## eXtensible Markup Language XML

We will see that we have the  ability to exchange data between applications using HyperText
Transport Protocol (HTTP) and a way to represent complex data that we are sending
back and forth between these applications using eXtensible Markup Language
(XML) or JavaScript Object Notation (JSON).

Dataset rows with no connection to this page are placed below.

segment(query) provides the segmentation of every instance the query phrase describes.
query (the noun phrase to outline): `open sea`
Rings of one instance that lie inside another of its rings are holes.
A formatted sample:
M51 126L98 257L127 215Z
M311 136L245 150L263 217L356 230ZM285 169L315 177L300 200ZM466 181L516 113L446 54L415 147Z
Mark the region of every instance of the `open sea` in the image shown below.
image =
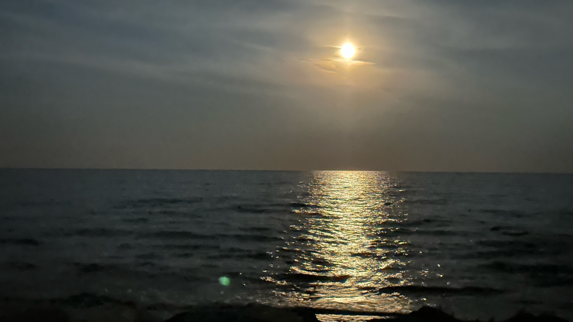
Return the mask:
M0 297L78 294L573 320L573 175L0 170Z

XML looks very similar to HTML.

## Parsing XML

Often it is helpful to think of an XML document as a tree structure where there
is a top tag and other tags are drawn as children of their parent nodes.

In [16]:
#xml1.py

import xml.etree.ElementTree as ET

data = '''
<person>
  <name>Dr. Chuck</name>
  <phone type="intl"> +1 734 303 4456 </phone>
   <email hide="yes"> dr_chuck@umich.edu
   </email>
</person>'''

tree = ET.fromstring(data)   #convert from XML string into a tree of XML nodes
print('Name:', tree.find('name').text)  #search through tree and retrieve node that matches tag
print('Phone:', tree.find('phone').text)
print('email:', tree.find('email').text, 'hide:', tree.find('email').get('hide'))

Name: Dr. Chuck
Phone:  +1 734 303 4456 
email:  dr_chuck@umich.edu
    hide: yes


Using a loop to process all of the nodes in the XML tree.

In [1]:
#xml2.py

import xml.etree.ElementTree as ET
#https://docs.python.org/3/library/xml.etree.elementtree.html

input = '''
<stuff>
    <users>
        <user x="2">
            <id>001</id>
            <name>Chuck</name>
        </user>
        <user x="7">
            <id>009</id>
            <name>Brent</name>
        </user>
    </users>
</stuff>'''

stuff = ET.fromstring(input)
lst = stuff.findall('users/user')  #retrieve a Python list of subtrees
print('User count:', len(lst))

# loop through all of the nodes
for item in lst:
    print('Name', item.find('name').text)
    print('Id', item.find('id').text)
    print('Attribute', item.get("x"))


User count: 2
Name Chuck
Id 001
Attribute 2
Name Brent
Id 009
Attribute 7


## JavaScript Object Notation - JSON

Python’s syntax for dictionaries and lists influenced the syntax of JSON. So the format of
JSON is nearly identical to a combination of Python lists and dictionaries.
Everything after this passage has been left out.